1. A process for the direct synthesis of methylchlorosilanes by reacting methyl chloride with a catalyst composition which comprises silicon, copper catalyst, zinc promoters, and tin promoters and/or antimony promoters, the improvement comprising selecting, as said catalyst composition, a catalyst composition which comprises silicon, copper catalyst, zinc promoters, and tin and/or antimony promoters activated by treatment with HCl before being used in the reaction campaign.

2. The process of claim 1 wherein said catalyst is activated at an activation temperature below that at which a melt phase of CuCl and ZnCl.sub.2 can form.

3. The process as claimed in claim 1, in which the activation takes place at from 110.degree. C. to 200.degree. C.

4. The process as claimed in claim 1, in which HCl is added to the gas stream which is passed through the reactor in the reactor heat-up phase.

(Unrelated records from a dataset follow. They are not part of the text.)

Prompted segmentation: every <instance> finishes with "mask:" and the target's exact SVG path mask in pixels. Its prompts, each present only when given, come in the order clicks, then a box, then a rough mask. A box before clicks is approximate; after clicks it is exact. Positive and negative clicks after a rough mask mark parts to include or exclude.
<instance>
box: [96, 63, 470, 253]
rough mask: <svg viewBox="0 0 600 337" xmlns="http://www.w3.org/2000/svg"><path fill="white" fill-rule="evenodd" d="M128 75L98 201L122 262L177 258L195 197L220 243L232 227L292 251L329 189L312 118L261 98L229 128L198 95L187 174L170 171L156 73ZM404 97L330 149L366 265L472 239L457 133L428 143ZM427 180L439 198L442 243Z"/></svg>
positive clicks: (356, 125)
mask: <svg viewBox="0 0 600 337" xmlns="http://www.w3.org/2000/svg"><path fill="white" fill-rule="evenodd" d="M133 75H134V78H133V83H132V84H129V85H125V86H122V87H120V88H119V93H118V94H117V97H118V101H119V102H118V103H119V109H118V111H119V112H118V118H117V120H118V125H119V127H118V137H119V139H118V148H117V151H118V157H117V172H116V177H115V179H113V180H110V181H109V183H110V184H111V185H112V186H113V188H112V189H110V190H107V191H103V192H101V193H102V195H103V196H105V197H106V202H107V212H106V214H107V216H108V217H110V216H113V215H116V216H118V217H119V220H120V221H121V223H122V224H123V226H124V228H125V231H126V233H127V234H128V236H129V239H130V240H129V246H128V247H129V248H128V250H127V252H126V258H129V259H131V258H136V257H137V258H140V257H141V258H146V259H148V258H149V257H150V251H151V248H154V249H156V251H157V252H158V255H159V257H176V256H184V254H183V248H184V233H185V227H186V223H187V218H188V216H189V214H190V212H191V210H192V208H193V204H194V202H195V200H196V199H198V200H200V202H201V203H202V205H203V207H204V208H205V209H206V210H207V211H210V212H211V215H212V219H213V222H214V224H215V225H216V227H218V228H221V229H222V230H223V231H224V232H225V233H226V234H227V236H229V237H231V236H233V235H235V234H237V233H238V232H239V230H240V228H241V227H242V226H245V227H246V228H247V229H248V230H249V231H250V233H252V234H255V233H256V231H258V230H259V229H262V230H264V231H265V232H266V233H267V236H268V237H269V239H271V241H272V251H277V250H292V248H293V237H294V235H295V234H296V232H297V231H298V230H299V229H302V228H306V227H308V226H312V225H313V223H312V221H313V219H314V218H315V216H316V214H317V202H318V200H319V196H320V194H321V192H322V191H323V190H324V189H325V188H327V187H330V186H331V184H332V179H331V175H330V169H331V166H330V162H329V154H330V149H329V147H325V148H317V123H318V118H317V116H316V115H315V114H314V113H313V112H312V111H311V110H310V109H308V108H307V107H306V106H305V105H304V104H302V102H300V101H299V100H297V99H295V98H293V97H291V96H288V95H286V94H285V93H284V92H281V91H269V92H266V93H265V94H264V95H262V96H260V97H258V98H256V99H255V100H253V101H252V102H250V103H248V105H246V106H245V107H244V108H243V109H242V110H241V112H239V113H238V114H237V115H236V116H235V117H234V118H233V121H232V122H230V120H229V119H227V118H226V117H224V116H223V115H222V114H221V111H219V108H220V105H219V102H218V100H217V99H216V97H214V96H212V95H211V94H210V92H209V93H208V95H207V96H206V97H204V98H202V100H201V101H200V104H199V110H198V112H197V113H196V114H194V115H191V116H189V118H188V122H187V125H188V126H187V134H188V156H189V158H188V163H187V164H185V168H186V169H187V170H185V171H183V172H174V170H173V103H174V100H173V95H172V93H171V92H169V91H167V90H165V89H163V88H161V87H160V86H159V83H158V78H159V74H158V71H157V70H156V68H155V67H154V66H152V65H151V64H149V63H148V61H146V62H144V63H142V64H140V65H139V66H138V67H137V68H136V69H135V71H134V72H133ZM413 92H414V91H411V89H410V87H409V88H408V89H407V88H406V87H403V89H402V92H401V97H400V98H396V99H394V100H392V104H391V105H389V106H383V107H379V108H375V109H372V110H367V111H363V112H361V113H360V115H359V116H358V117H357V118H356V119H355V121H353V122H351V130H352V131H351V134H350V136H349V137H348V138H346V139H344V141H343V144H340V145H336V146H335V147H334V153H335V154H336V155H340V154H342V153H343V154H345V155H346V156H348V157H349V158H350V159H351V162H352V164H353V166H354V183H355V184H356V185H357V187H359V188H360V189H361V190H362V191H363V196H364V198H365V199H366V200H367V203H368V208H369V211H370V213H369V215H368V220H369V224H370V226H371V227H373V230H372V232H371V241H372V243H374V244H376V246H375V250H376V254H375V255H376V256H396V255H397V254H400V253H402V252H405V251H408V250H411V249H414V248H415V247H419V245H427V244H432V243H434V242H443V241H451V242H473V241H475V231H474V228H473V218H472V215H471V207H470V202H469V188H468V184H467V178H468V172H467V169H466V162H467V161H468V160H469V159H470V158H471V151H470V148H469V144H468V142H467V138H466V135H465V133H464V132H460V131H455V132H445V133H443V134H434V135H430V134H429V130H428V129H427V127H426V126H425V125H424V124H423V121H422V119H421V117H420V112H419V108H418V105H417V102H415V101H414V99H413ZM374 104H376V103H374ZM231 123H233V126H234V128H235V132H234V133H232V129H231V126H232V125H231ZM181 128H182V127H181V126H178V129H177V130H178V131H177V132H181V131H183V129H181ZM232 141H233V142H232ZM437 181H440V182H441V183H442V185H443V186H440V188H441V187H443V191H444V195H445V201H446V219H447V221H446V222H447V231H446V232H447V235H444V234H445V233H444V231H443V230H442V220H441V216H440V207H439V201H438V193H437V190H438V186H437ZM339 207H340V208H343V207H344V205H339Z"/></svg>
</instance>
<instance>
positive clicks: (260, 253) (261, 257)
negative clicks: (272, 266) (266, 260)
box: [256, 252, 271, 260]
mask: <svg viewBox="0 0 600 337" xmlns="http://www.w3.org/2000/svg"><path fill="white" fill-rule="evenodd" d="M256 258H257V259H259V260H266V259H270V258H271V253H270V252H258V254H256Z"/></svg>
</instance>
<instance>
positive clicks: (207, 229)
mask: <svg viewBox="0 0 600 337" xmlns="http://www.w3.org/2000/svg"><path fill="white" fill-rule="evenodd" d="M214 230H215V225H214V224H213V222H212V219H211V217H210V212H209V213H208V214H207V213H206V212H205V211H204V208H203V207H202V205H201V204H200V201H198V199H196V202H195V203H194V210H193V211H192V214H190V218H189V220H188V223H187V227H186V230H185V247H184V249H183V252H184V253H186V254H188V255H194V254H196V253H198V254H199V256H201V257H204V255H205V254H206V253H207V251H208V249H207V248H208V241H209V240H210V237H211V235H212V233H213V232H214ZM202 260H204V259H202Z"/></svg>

5. The process as claimed in claim 2, in which HCl is added to the gas stream which is passed through the reactor in the reactor heat-up phase.

6. The process as claimed in claim 3, in which HCl is added to the gas stream which is passed through the reactor in the reactor heat-up phase.

7. The process as claimed in claim 4, in which HCl is added to the gas stream in an amount of from 1 to 30% by volume.

8. The process as claimed in claim 5, in which HCl is added to the gas stream in an amount of from 1 to 30% by volume.

9. The process as claimed in claim 6, in which HCl is added to the gas stream in an amount of from 1 to 30% by volume.

10. The process of claim 1 wherein said catalyst composition is activated in the same reaction vessel which will be used in a subsequent production campaign employing said catalyst composition.

11. The process of claim 1 wherein the production rate is higher than the production rate obtained under the same conditions but without activation of said catalyst composition with HCl.

12. The process of claim 1 wherein the selectivity to dimethyldichlorosilane is higher than the selectivity to dimethyldichlorosilane obtained under the same conditions but without activation of said catalyst composition with HCl.

13. The process of claim 1 wherein the production rate and selectivity to dimethyldichlorosilane are higher than the production rate and selectivity to dimethyldichlorosilane obtained under the same conditions but without activation of said catalyst composition with HCl.